La mia idea di Europa non è quella della Federazione Europea, per i motivi che ora dovrebbero essere chiari; questa difatti schiaccia gli Stati Nazionali, comprimendone la sovranità anziché espanderla e rafforzarla, perché pretende di appropriarsi di competenza volte all’armonizzazione di interessi che hanno invece nella Nazione la loro espressione migliore.
La mia idea di Europa è quella che condivida tra gli Stati quegli interessi, e quei relativi aspetti di sovranità, che possono trovare a livello super-nazionale la loro più piena e compiuta realizzazione. Si tratta di quella parte di interessi e sovranità armonizzabile, e che include la difesa, la sicurezza, le relazioni estere, la garanzia degli elementari diritti del lavoro, il fronteggiare giuridicamente e fiscalmente la soverchiante protervie dei colossi transnazionali, la promozione degli scambi culturali ed economici, per questi ultimi su una base volitiva e non costrittiva. La restante parte di interessi, quelli nazionali e quindi conflittuali, e che rimarrebbero tali anche dopo l’innaturale e forzata traslazione su un livello super-nazionale, deve permanere di competenza nazionale; altrimenti, come l’esperienza storica recente ci insegna, a realizzarsi sarebbe non un’armonizzazione che è possibile solo in mondi utopicamente fantastici e con la concretezza dei sogni nelle allucinazioni di qualche fumo oppiaceo, bensì una cannibalizzazione di alcuni interessi da parte di altri. Ostinarsi a negare ciò significa essere complici, coscienti o ingenuamente illusi, di queste prepotenze, che sono insite e connaturate nel voler forzare l’integrazione oltre i limiti che le dovrebbero essere propri. Si tratta di far arrivare l’integrazione ad un livello ottimale dove possa essere benefica per tutti, e non oltre, evitando così di esporre, senza alcuna utilità se non quella di perseguire rigidamente e fanaticamente un disegno pericoloso, gli europei ad una latente guerra tra interessi che, sebbene non necessiti più di granate e carri armati, è comunque ben avviata.

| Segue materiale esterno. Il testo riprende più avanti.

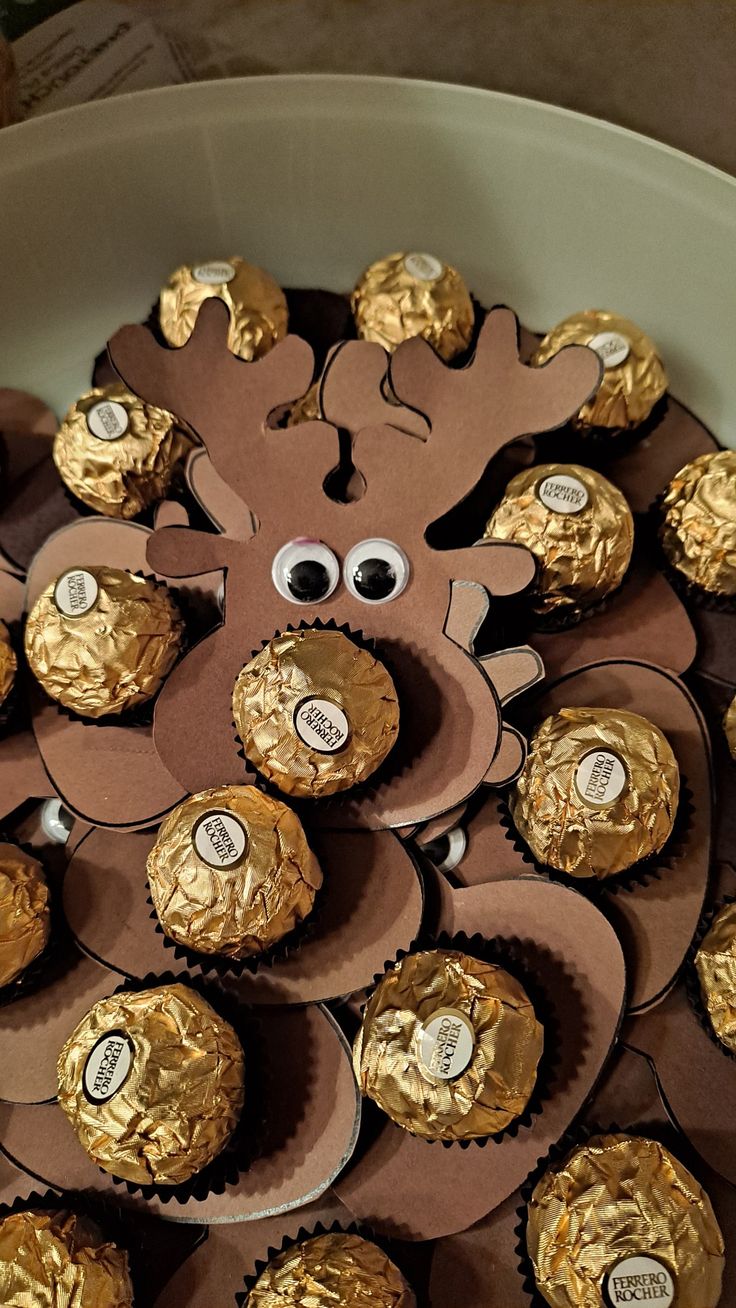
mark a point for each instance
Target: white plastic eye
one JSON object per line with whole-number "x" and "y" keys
{"x": 305, "y": 570}
{"x": 375, "y": 570}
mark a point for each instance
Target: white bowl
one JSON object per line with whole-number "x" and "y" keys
{"x": 314, "y": 177}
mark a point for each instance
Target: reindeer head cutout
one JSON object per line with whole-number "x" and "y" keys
{"x": 266, "y": 488}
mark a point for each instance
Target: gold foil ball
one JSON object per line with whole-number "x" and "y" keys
{"x": 598, "y": 793}
{"x": 118, "y": 454}
{"x": 577, "y": 525}
{"x": 152, "y": 1083}
{"x": 617, "y": 1209}
{"x": 315, "y": 713}
{"x": 698, "y": 523}
{"x": 413, "y": 294}
{"x": 259, "y": 315}
{"x": 59, "y": 1260}
{"x": 101, "y": 641}
{"x": 449, "y": 1047}
{"x": 232, "y": 873}
{"x": 633, "y": 374}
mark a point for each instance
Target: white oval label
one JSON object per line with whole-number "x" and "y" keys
{"x": 600, "y": 778}
{"x": 107, "y": 1066}
{"x": 220, "y": 839}
{"x": 107, "y": 420}
{"x": 562, "y": 493}
{"x": 322, "y": 725}
{"x": 611, "y": 347}
{"x": 75, "y": 593}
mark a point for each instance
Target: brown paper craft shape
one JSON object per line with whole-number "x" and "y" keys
{"x": 426, "y": 632}
{"x": 418, "y": 1190}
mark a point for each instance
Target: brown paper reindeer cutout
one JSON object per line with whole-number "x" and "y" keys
{"x": 451, "y": 734}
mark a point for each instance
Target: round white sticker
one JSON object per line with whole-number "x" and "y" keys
{"x": 600, "y": 778}
{"x": 75, "y": 593}
{"x": 322, "y": 725}
{"x": 107, "y": 1066}
{"x": 220, "y": 839}
{"x": 107, "y": 420}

Ecco perché la mia idea di Europa è un’Europa che sappia dove arrivare e cosa fare, senza ubriacature indotte dai vini dei Savonarola del federl-europeismo a tutti i costi. Non una Federazione quindi, bensì una Confederazione Europea, che mantenga agli stati nazionali, quali tutori delle sovranità popolari, l’iniziativa e la libertà d’azione; un’entità costruita su base volitiva e non coattiva, verso cui i popoli convergano spontaneamente non per costrizione ma sulla base del riconoscimento che essa giovi alla loro felicità, per il fatto di accogliere quell’insieme di interessi che hanno un’espressione inadeguata a livello nazionale e dovrebbero invece avere uno sviluppo super-nazionale. Non più direttive impositive, ma un confronto permanente ed incessante, ai cui frutti (trattati commerciali, apertura dei mercati, cessioni più o meno ampie di sovranità) gli Stati Nazionali possono aderire o meno liberamente e nella misura che ritengono opportuna.

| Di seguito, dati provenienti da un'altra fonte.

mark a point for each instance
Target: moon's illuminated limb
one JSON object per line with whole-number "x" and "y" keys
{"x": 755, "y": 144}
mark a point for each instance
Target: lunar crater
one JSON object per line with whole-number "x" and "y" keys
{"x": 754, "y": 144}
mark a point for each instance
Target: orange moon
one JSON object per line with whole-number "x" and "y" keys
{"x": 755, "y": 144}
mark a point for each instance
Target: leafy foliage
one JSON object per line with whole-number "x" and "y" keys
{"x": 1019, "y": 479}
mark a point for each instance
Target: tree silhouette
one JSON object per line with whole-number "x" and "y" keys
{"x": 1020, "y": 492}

Questo nella considerazione sempre presente che lo Stato Nazionale esiste fino a quando è sovrano, e che esso è sovrano fino a quando le cessioni di sovranità sono volontarie e provvisorie; esattamente al contrario di quanto purtroppo le parole del Sig. Draghi lasciano desumere.
Questo per un’Europa che sia dove serva, o non dove danneggi i suoi popoli privandoli della loro dimensione naturale.

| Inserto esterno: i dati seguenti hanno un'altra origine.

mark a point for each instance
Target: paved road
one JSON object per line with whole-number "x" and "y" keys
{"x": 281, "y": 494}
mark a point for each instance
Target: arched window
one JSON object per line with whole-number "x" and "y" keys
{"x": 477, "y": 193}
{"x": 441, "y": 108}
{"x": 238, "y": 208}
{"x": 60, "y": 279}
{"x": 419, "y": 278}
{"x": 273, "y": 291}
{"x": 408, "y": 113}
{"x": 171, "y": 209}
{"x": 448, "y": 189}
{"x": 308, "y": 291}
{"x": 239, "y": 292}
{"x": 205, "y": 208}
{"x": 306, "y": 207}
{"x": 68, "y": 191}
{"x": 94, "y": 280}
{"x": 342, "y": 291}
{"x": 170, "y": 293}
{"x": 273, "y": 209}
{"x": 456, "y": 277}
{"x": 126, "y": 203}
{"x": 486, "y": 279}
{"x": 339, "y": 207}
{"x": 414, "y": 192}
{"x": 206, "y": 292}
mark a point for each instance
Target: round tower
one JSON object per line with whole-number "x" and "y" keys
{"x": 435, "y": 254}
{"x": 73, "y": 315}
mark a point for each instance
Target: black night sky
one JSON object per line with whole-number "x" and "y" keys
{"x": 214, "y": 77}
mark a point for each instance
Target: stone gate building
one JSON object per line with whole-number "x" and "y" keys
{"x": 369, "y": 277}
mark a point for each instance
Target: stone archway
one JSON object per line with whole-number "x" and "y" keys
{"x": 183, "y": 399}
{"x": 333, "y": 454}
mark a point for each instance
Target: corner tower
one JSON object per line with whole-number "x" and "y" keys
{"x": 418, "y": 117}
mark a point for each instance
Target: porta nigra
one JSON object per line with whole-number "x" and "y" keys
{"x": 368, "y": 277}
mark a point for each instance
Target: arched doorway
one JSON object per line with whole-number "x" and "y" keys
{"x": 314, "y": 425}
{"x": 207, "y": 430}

Questo nel solco della Confederazione vagheggiata da Kant, la quale più che uno stato dei popoli è un popolo di stati; e nel segno della visione del Mazzini, per cui i popoli sono schiere, ciascuna con un proprio compito specifico, riunite dalla mano divina sotto diverse bandiere di uno stesso esercito, che avanza verso l’orizzonte del progresso umano.